Loki component="memberlist TCPTransport" msg="failed to read message type" err=EOF

Hello,

I am trying to deploy three Loki v.2.9.4 instances in monolithic mode on my nomad-cluster, using docker. Each instance is running on a different nomad node. I am facing some issues with the memberlist component, any help is very appreciated.
Once I spin up the Loki instances the log is filled with the following warn message and continues to do so:

level=warn ts=2024-02-09T11:32:27.228361615Z caller=tcp_transport.go:253 component="memberlist TCPTransport" msg="failed to read message type" err=EOF remote=172.17.0.1:40984

level=warn ts=2024-02-09T11:32:29.229249009Z caller=tcp_transport.go:253 component="memberlist TCPTransport" msg="failed to read message type" err=EOF remote=172.17.0.1:49542

level=warn ts=2024-02-09T11:32:31.230123383Z caller=tcp_transport.go:253 component="memberlist TCPTransport" msg="failed to read message type" err=EOF remote=172.17.0.1:49556

level=warn ts=2024-02-09T11:32:33.231003539Z caller=tcp_transport.go:253 component="memberlist TCPTransport" msg="failed to read message type" err=EOF remote=172.17.0.1:49572

level=warn ts=2024-02-09T11:32:35.231360847Z caller=tcp_transport.go:253 component="memberlist TCPTransport" msg="failed to read message type" err=EOF remote=172.17.0.1:49574

level=warn ts=2024-02-09T11:32:37.23184231Z caller=tcp_transport.go:253 component="memberlist TCPTransport" msg="failed to read message type" err=EOF remote=172.17.0.1:49586

Loki is trying to connect to the docker host ip address instead of the address of the container as you can see with 172.17.0.1
The members are active and are discovered through consul and the DNS SRV lookup.

Ring status:

Running configuration

auth_enabled: false

      querier:
        max_concurrent: 16
        
      query_scheduler:
        max_outstanding_requests_per_tenant: 32768

      ingester:
        chunk_idle_period: 5m
        wal:
          dir: /loki/ingester-wal

      storage_config:
        tsdb_shipper:
          active_index_directory: /loki/tsdb-index
          cache_location: /loki/tsdb-cache
          shared_store: s3

      schema_config:
        configs:
          - from: 2024-01-01
            index:
              period: 24h
              prefix: index_
            object_store: s3
            schema: v12
            store: tsdb

      compactor:
        working_directory: /loki/compactor
        retention_enabled: true

      limits_config:
        enforce_metric_name: false
        reject_old_samples: true
        reject_old_samples_max_age: 168h
        retention_period: 4320h
      
      memberlist:
        node_name: loki0
        join_members:
          - _loki._memberlist.service.consul.io

      common:
        ring:
          kvstore:
            store: memberlist
        instance_addr: 10.41.0.226
        storage:
          s3:
            s3forcepathstyle: true
            bucketnames: "loki"
            endpoint: https://URL
            region: eu-de`

I haven’t used nomad before, so I can’t really tell you how to fix it. Quick glance at Nomad it doesn’t seem to have its own networking layer like Kubernetes do, so it may be a bit tricky.

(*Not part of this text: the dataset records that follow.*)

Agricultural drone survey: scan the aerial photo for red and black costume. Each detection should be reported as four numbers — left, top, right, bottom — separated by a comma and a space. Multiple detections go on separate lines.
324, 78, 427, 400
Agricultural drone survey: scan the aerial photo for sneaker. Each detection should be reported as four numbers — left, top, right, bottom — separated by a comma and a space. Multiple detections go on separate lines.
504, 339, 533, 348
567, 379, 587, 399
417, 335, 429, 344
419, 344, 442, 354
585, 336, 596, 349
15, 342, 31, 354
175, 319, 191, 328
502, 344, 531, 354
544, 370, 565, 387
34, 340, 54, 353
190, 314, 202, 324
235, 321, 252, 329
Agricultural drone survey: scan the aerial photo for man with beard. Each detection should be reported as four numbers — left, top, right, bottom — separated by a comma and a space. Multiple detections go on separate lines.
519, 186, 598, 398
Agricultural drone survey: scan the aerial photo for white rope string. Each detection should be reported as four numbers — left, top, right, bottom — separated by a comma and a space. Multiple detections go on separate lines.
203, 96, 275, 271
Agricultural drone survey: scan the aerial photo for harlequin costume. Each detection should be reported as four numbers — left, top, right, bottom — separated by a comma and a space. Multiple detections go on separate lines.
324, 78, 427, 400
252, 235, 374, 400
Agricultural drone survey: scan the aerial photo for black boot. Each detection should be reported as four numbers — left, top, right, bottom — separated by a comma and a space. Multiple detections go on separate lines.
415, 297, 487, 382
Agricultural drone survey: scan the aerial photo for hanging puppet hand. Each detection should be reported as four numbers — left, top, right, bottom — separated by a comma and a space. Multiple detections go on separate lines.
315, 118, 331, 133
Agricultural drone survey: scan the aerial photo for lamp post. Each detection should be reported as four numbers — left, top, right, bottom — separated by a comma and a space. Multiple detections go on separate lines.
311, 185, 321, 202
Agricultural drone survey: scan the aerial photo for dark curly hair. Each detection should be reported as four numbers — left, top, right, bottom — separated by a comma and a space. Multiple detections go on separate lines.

Essentially, the entry you have in memberlist needs to either be one entry per instance, or something that can be resolved to contain all instances.

For example, looking at your configuration it looks like a SRV record, so you should follow the documentation here and configure service discovery (About Grafana Mimir DNS service discovery | Grafana Mimir documentation), and it should look like this (not tested):

join_members:
  - dnssrv+_loki._memberlist.service.consul.io

Also your screenshot is not available.

It seems like we’ve encountered a layer 8 issue here!
As you may be aware, Nomad utilizes health checks through TCP connections to monitor the status of running services. Something like this:

    network {
      port "memberlist" {
        to = 7946
      }
    }
    service {
      name = "loki"
      port = "memberlist"

      check {
        type     = "tcp"
        interval = "2s"
        timeout  = "2s"
      }
    }

Nomad connects via TCP to the port 7946 and Loki doesn’t know what to do with an empty TCP-request, that’s why I received the EOF messages in the Log.
Thank you for helping!
I didn’t know about the service discovery via dnssrv+ , that’s going to save me some trouble later.

This topic was automatically closed 365 days after the last reply. New replies are no longer allowed.